15627. Did you get them from Mr. Lightoller?
- Mr. Lightoller took the observations at half-past 7, before I went on deck.

15628. That is what he told us; he took the observations and gave them to you, and you worked them out?
- Yes.

15629. And the Captain put the position at 7.30 on the chart at about 10?
- Yes.

15630. If you can recollect, can you test your memory at all as to the position of the ice that was reported by the "La Touraine"?
- Yes; I cannot give you the exact position, but, judging by the position he gave us shortly after he left New York, when he encountered a derelict, and then from the ice positions he gave us, when I put them down on the chart, I found out he had crossed the banks, and it was too far north to be of any use to us. They were absolutely out of the way.

15631. It was away far north of your position?
- Oh, yes, Miles north.

15632. You told us you thought you recalled the "Caronia" Marconigram?
- Yes.

15633. Do you remember whether you marked that on the chart or not?
- Well, they say I did mark that.

15634. You do not remember it?
- The "Caronia" Marconigram, I think, I must have marked, and probably that is the one that has been put down between 4 and 6, which they say was put down. I was on watch between 4 and 6 and it is quite likely I did it.

The Solicitor-General:
I want to put one or two questions about these messages, in view of what is now being asked.

The Commissioner:
There are one or two questions I want to ask, but I will wait till you have finished.

(After a short adjournment.)

Re-examined by the SOLICITOR-GENERAL.

15635. You have been giving some answers which make it necessary to ask you about the plotting of ice on the Captain's chart. Just tell me this first of all. When the "Titanic" struck of course it was necessary to ascertain her position in order that the distress messages might be sent out?
- Just so.

15636. Who was it who did ascertain her position after she struck?
- I did.

15637. And in order to do that you would have to calculate from some ascertained position at an earlier time?
- Yes, that is right.

15638. And as I understand, the position had been ascertained and marked on the Captain's chart at 7.30?
- At 7.30 the position, yes.

15639. So that what you had to do after the disaster had occurred would be to take the position on the chart at 7.30, take your course, take your speed and calculate where you would be?
- Yes, from the 7.30 position I allowed a course and distance which gave the position. I worked it out for 11.46 as a matter of fact.

15640. You worked out what the position ought to have been at 11.46?
- That is right.

15641. And it was that position that was sent out with the C.Q.D. messages, which we know about?
- Yes.

15642. And that is the position, 41º 46' N., 50º 14' W.?
- Yes.

15643. Can you tell me what speed you assumed as between the 7.30 position and the time you struck?
- Twenty-two knots.

15644. Twenty-two knots?
- Yes.

The Commissioner:
Is that right?

15645. (The Solicitor-General.) I will ask him, My Lord. (To the witness.) Why did you take 22 knots?
- I thought the ship was doing 22 knots.

15646. Was it an estimate you formed on any materials as to revolutions or as to the patent log?
- No, I never depend on the patent log at all. It was an estimate that I had arrived at from the revolutions, although I had had no revolutions that watch; but, taking into consideration that it was smooth water and that there ought to have been a minimum of slip, I allowed 22 knots.

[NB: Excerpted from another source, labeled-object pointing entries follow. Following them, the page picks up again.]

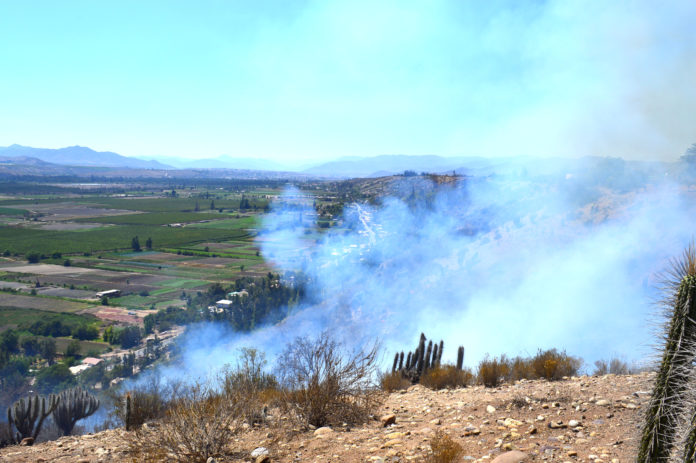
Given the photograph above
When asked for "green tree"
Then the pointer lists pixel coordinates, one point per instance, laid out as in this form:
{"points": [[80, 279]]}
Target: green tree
{"points": [[129, 337], [57, 376], [73, 348], [31, 346], [149, 323], [9, 342], [48, 350]]}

15647. As far as you remember, was there any discussion as to whether 22 knots would be right, or did you do it on your own?
- I did it on my own; there was no discussion at all.

15648. And do you think now that you formed a proper estimate?

15649. (The Commissioner.) Did you ask the Captain as to the speed?
- No, I did not.

15650. (The Solicitor-General.) I follow you had been on duty with the senior Officer from 8 to 12?
- Yes.

15651. So you were on duty at that time?
- Yes.

15652. And had been on duty for 3 1/2 hours when the accident happened?
- Yes.

15653. You thought 22 knots was the proper average speed during that time?
- Yes, I
allowed 22 knots, and I thought that was about correct.

15654. (The Commissioner.) Do you know what the speed was in the log?
- No, I do not.

15655. (The Solicitor-General.) We have been told that reports are sent up from the engine room from time to time as to the number of revolutions being made?
- That is true; every four hours.

15656. Have you any recollection of any report of that during this watch from 8 till 12?
- No, I have no immediate recollections of what the revolutions were at 8 o'clock. I do not remember them. As a matter of fact, I never received them. The sixth Officer, when we went on watch, generally took them from the telephone.

15657. Is that Mr. Moody?
- Yes.

15658. As far as you know now, as far as you see now from the information you have, and had, is 22 knots about right?
- Yes, I feel pretty easy on that.

15659. You would have to take the speed and of course you would have to take the course?
- Yes.

15660. Which you have told us was S. 86 W.?
- Yes.

15661. Am I right in thinking that the course as marked on the chart is S. 85 W. when you take your turn. I believe it is about S. 85 W.?
- Yes.

15662. So that as I follow, the "Titanic" had run on, you say for 50 minutes longer than she otherwise would?
- Did I say that?

15663. I thought you said 5.50?
- I have not said that so far, but I wish to say it now. I wish to explain it. The night order book was written out and there was an order for the course to be altered at 5.50.

15664. You saw that in the order book?
- Yes, I saw it and I remarked to the Chief Officer between 4 o'clock and 6 o'clock that I considered the course ought to have been altered some considerable time before 5.50 - that is, if it was meant to be altered at the corner, 42 N., 47 W. Whether we spoke to the Captain about it or not I do not know. I just remarked that to the Chief Officer, and the course was altered at 5.50. I consider that the ship was away to the southward and to the westward of that 42 N. 47 W. position when the course was altered.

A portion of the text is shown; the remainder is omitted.